3. Federal and state withholding

You generally may elect to have a portion of your IRA withdrawal withheld and sent to the IRS or your state taxing authority as a prepayment of your tax liability on the IRA distribution. Remember that any amounts withheld are still taxable to you to the extent they would otherwise be a taxable distribution. Review the dollar amount in this box to make sure you agree with the amount withheld considering your withholding election, the amount reported as a gross distribution, and the dollar amount you received.

4. Distribution code

An IRS distribution code identifies the reason for the distribution and alerts the IRS as to whether a distribution may be included in taxable income and subject to the 10% early distribution tax. Be sure you understand the code used in Box 7 on your Form 1099-R, so you can provide the correct information with your tax return to either pay the additional tax owed or prove you meet an exception to the tax. If the incorrect code is used and it is not explained adequately on your tax return, you may be contacted by the IRS for improper reporting or improper payment of taxes. You can find a key to the IRS codes on the back of the IRS Form 1099-R or on a page 2.  Here are some common codes for a Traditional IRA distribution:

  • Code 1: Distribution to an IRA owner who is younger than age 59½ and does not meet any of the IRS exceptions to the 10% early distribution tax, or meets an exception that does not have its own distribution code (e.g., distributions taken to pay for medical expenses, health insurance premiums, higher education)
  • Code 4: Distribution to a beneficiary – an exception to the 10% early distribution tax
  • Code 7: Distribution to an IRA owner who has reached age 59½ and is no longer subject to the 10% early distribution tax

If different codes must be used for multiple distributions you have taken throughout the year, you will receive more than one Form 1099-R, even if all distributions are from the same IRA.

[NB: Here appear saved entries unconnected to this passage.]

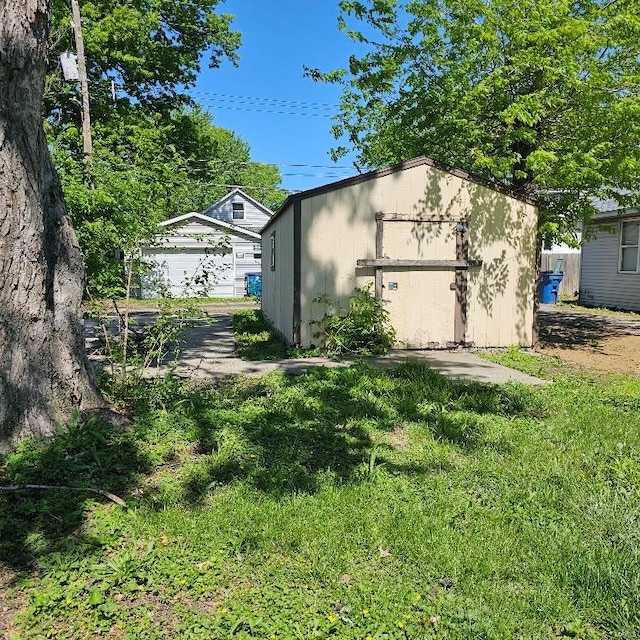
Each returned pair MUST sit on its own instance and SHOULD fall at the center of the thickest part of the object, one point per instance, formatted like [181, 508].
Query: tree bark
[44, 372]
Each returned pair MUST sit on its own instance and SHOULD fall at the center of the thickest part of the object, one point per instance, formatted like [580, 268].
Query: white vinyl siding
[188, 273]
[196, 258]
[602, 284]
[629, 244]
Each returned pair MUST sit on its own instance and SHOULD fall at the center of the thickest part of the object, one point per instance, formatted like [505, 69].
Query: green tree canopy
[156, 153]
[540, 95]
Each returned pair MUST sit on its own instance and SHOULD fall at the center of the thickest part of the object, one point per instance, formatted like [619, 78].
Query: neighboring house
[208, 253]
[610, 272]
[453, 257]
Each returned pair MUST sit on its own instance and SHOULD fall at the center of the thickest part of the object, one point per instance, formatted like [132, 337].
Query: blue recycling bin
[549, 286]
[254, 284]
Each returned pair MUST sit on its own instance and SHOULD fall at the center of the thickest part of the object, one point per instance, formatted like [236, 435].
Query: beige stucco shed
[452, 257]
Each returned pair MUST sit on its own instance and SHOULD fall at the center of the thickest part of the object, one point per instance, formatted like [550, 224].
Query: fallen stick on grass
[106, 494]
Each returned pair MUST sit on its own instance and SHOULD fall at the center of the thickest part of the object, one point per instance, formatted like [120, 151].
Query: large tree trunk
[44, 372]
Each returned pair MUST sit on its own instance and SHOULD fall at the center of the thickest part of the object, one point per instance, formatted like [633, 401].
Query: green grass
[257, 340]
[343, 503]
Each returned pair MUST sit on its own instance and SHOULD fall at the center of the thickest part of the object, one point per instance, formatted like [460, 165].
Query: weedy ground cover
[257, 340]
[343, 503]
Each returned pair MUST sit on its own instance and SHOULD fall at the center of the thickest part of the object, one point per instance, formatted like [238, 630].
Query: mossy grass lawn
[343, 503]
[257, 340]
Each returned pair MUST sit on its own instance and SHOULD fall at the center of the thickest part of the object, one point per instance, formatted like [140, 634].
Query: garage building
[452, 257]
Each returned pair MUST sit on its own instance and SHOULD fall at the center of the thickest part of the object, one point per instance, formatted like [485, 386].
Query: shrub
[362, 327]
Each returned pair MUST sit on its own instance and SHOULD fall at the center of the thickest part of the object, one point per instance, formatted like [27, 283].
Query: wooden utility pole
[87, 146]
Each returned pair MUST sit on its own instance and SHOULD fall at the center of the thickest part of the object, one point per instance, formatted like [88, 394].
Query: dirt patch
[591, 342]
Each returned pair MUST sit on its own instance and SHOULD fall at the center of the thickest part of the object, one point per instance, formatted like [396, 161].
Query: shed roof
[385, 171]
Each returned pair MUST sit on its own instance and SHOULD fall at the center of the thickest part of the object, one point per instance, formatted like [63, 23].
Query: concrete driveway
[209, 353]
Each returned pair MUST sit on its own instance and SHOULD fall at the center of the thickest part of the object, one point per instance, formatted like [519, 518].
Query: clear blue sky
[266, 100]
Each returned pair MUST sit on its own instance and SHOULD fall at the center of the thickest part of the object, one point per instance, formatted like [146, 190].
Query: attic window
[238, 210]
[629, 247]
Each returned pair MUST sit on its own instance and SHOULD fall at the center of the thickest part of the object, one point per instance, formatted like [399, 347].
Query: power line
[263, 98]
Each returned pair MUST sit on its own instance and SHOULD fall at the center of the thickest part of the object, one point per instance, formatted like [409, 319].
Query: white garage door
[187, 273]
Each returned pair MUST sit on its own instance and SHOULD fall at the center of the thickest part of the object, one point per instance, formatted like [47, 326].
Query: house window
[273, 251]
[629, 245]
[238, 210]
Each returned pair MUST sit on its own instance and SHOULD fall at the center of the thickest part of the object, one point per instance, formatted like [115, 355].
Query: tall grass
[346, 503]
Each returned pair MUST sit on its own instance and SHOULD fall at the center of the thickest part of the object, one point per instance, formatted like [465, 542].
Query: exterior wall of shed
[601, 285]
[196, 235]
[277, 284]
[338, 228]
[254, 218]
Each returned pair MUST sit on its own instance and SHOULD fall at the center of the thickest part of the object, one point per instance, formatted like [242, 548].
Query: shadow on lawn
[277, 435]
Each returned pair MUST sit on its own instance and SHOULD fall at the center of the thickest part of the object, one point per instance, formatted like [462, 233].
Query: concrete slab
[209, 353]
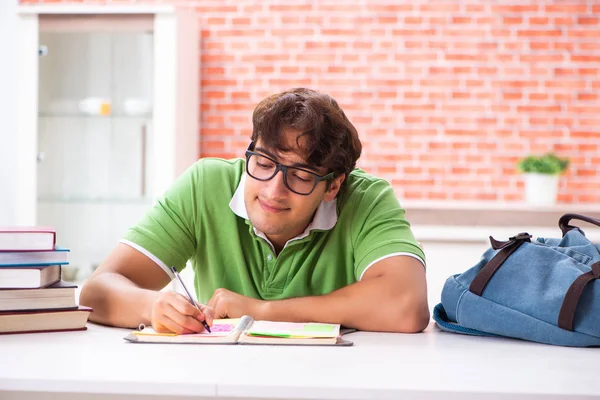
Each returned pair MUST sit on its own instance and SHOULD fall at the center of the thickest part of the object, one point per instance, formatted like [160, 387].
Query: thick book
[27, 238]
[44, 320]
[43, 257]
[59, 295]
[29, 277]
[246, 330]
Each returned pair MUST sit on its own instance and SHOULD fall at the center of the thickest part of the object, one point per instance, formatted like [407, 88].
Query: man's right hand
[172, 312]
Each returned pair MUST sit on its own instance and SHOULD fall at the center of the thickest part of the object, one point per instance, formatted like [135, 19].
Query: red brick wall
[446, 95]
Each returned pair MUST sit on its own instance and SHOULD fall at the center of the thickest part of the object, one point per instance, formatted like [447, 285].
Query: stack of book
[33, 298]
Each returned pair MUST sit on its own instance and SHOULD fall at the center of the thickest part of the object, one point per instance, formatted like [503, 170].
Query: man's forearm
[117, 301]
[367, 305]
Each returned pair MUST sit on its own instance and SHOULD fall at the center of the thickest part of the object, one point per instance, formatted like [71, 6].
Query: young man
[293, 232]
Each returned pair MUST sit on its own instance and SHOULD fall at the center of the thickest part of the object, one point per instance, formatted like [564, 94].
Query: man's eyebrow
[296, 164]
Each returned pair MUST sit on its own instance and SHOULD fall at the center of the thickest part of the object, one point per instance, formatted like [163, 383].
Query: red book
[44, 320]
[27, 238]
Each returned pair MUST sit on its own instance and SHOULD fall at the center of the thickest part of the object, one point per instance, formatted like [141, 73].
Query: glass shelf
[105, 117]
[106, 200]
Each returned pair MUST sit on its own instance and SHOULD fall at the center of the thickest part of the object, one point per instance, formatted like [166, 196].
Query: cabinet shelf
[95, 117]
[97, 200]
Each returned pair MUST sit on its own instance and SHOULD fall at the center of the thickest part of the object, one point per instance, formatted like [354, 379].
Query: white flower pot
[541, 189]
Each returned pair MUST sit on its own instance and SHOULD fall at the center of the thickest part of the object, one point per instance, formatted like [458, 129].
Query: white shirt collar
[325, 218]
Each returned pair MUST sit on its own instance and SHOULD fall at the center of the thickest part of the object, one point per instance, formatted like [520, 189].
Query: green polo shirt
[202, 218]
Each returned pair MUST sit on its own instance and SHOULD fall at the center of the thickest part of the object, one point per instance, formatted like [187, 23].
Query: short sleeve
[380, 227]
[167, 229]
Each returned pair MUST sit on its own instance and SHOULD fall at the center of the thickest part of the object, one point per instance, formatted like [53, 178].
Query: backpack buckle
[521, 236]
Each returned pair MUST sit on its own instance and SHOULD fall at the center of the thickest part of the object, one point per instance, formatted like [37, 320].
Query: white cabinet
[116, 105]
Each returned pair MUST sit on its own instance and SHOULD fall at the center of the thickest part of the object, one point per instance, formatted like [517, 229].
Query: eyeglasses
[298, 180]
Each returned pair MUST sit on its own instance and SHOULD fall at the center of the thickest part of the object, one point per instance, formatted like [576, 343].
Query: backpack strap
[484, 275]
[563, 222]
[569, 305]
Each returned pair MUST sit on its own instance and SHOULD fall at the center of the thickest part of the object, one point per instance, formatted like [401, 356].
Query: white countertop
[98, 363]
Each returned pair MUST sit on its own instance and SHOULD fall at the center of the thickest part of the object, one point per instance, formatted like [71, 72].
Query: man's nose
[275, 186]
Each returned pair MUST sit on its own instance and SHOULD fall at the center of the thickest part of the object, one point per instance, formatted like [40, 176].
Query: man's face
[274, 209]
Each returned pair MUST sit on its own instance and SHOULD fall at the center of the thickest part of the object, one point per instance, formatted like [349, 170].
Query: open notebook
[245, 330]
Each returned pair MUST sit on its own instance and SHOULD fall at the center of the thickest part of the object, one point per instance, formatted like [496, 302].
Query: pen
[190, 298]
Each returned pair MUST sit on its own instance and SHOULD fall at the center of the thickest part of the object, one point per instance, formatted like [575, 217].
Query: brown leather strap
[563, 222]
[482, 278]
[569, 305]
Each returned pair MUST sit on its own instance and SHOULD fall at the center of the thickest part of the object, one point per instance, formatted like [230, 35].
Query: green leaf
[548, 164]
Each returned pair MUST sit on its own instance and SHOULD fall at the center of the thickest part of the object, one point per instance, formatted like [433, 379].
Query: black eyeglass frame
[284, 169]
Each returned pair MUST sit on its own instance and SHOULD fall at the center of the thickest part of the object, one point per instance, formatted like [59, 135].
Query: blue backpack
[546, 291]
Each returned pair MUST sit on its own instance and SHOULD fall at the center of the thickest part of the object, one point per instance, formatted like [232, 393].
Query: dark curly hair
[331, 139]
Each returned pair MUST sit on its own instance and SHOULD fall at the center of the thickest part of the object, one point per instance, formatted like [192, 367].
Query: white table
[98, 364]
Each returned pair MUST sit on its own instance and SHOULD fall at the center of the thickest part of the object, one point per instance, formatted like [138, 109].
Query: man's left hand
[228, 304]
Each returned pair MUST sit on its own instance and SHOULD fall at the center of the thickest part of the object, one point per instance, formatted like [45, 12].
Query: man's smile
[272, 208]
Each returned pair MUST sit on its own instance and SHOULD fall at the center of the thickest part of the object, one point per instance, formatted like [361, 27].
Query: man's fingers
[167, 325]
[209, 314]
[192, 322]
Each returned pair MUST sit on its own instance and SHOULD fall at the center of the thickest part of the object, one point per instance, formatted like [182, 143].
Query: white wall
[18, 115]
[8, 112]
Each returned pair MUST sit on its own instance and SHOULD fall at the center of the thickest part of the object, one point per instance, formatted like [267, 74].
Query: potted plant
[541, 177]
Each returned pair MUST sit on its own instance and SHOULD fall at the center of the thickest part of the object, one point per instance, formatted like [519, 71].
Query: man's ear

5. IRA/SEP/SIMPLE checkbox

If there is a check in the “IRA/SEP/SIMPLE” checkbox, the Form 1099-R is informing the IRS that you received a distribution from a Traditional, SEP or SIMPLE IRA. This means your distribution will generally be taxable to you. If you actually received a distribution from a Roth IRA, you will want to have a corrected Form 1099-R sent to the IRS because most Roth IRA distributions are not taxable.

Be sure to consult a tax professional or financial advisor if you have questions about your tax liability or tax strategies.